There are basically four possible choices. This isn't about what is good or bad, just what is theoretically possible....
- Local storage (storage that connects without going over the network.)
- SAN (storage that connects over the network).
Then of each of those, they can be replicated or not replicated.
So you end up with...
- Plain SAN
- Replicated SAN
- Plain Local Storage
- Replicated Local Storage
ok thanks for clearing that up.
-
@dave247 if you want to play at home, you can do Starwind vSAN, Gluster, and DRBD all pretty easily for free just to see how they physically work. Can be a fun experiment.
-
@scottalanmiller said in I don't really get the point of SAN snapshots:
@dave247 if you want to play at home, you can do Starwind vSAN, Gluster, and DRBD all pretty easily for free just to see how they physically work. Can be a fun experiment.
How/where?
-
@dave247 said in I don't really get the point of SAN snapshots:
@scottalanmiller said in I don't really get the point of SAN snapshots:
@dave247 if you want to play at home, you can do Starwind vSAN, Gluster, and DRBD all pretty easily for free just to see how they physically work. Can be a fun experiment.
How/where?
Setup your hypervisor of choice and use StarWinds vSAN solution. They have deployment guides right on their website.
-
@dave247 said in I don't really get the point of SAN snapshots:
@scottalanmiller said in I don't really get the point of SAN snapshots:
@dave247 if you want to play at home, you can do Starwind vSAN, Gluster, and DRBD all pretty easily for free just to see how they physically work. Can be a fun experiment.
How/where?
Well let's use Gluster as an example. Gluster runs on Linux (and maybe a few other things, never looked beyond Linux for it.) So that means you can use it with KVM, LXC, Xen, or VirtualBox for example.

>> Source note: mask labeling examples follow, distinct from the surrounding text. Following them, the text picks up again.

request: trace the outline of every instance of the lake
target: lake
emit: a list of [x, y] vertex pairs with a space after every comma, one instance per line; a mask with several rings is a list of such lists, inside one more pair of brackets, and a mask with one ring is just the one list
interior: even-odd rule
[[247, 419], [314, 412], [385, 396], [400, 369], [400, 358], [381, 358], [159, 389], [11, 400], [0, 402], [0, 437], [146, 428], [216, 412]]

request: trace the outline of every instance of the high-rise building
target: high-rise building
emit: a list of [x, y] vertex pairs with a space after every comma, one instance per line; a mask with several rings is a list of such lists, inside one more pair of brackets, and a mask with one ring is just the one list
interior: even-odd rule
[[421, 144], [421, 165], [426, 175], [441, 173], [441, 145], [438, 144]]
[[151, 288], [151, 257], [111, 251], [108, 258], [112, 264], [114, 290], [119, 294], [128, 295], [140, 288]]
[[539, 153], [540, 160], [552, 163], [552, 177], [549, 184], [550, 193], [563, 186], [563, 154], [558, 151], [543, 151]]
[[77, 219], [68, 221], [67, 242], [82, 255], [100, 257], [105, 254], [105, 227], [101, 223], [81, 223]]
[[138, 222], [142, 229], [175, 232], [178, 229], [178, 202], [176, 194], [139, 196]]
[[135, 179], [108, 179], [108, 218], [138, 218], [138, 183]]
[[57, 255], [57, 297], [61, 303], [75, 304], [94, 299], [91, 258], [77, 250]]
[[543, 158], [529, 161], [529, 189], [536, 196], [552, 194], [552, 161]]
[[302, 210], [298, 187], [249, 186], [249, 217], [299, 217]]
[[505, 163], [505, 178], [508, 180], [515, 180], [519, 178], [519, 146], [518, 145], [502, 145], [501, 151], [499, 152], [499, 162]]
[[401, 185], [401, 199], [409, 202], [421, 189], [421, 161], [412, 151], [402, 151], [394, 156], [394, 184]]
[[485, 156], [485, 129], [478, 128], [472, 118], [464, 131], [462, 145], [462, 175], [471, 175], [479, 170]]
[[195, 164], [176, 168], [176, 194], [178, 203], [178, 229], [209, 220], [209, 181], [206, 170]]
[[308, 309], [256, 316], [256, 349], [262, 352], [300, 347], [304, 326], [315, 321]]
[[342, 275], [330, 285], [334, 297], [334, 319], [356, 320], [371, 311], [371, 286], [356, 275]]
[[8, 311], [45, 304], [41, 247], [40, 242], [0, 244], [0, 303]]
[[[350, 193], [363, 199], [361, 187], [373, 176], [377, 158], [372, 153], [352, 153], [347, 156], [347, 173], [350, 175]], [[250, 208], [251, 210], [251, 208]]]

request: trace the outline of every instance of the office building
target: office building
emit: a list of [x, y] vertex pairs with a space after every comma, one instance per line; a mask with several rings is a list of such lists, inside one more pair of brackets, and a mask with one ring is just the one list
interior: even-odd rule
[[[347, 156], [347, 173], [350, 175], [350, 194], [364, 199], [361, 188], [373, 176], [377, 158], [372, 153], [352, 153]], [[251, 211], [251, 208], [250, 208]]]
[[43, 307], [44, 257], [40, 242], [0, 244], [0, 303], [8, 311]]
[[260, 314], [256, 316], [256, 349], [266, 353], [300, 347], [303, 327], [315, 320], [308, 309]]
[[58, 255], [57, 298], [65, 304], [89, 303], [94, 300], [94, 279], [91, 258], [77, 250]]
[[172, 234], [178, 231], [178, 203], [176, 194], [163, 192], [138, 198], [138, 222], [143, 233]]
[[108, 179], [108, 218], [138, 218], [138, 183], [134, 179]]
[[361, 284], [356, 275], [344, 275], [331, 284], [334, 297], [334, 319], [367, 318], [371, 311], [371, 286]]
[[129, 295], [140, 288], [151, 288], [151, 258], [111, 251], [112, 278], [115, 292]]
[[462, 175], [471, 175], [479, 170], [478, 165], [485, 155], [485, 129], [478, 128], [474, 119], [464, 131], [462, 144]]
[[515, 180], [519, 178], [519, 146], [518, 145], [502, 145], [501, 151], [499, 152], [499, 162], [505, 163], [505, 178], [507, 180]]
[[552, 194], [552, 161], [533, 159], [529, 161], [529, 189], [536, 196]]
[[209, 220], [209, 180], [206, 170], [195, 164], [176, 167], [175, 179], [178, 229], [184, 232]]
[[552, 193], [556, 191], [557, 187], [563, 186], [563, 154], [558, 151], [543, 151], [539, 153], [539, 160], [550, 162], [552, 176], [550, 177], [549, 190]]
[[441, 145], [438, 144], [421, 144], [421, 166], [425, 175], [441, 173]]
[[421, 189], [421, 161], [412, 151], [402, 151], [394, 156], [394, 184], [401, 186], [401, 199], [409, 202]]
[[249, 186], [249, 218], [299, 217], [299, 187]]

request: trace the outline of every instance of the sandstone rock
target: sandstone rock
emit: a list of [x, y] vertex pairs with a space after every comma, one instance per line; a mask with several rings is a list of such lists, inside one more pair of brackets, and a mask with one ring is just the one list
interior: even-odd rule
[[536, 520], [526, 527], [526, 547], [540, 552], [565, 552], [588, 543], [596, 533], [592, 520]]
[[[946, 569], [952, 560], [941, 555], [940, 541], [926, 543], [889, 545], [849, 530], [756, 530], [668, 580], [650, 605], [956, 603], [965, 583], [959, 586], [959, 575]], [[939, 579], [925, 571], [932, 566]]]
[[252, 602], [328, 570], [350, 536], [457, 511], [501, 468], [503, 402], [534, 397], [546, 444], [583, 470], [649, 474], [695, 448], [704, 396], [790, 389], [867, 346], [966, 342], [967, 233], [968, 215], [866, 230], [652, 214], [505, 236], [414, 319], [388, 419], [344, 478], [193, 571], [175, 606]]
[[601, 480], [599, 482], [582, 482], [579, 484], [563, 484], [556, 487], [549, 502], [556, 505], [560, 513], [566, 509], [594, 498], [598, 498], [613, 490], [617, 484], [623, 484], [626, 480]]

Gluster wants three nodes or more. So pick your Linux... CentOS, Fedora, Ubuntu, etc. And do three VMs and build a Gluster Cluster (and see it out loud for extra fun.) Then find other fun things to say to people at work like "I'm off to muster a Gluster Cluster."
Gluster will work just fine (if a tad slow) with just a small slice of storage, three VMs, and all built on the same underlying disk(s). You can do it on a laptop. Obviously, just for learning.
No need for "real" storage beneath it. It will work exactly the same in a lab scenario.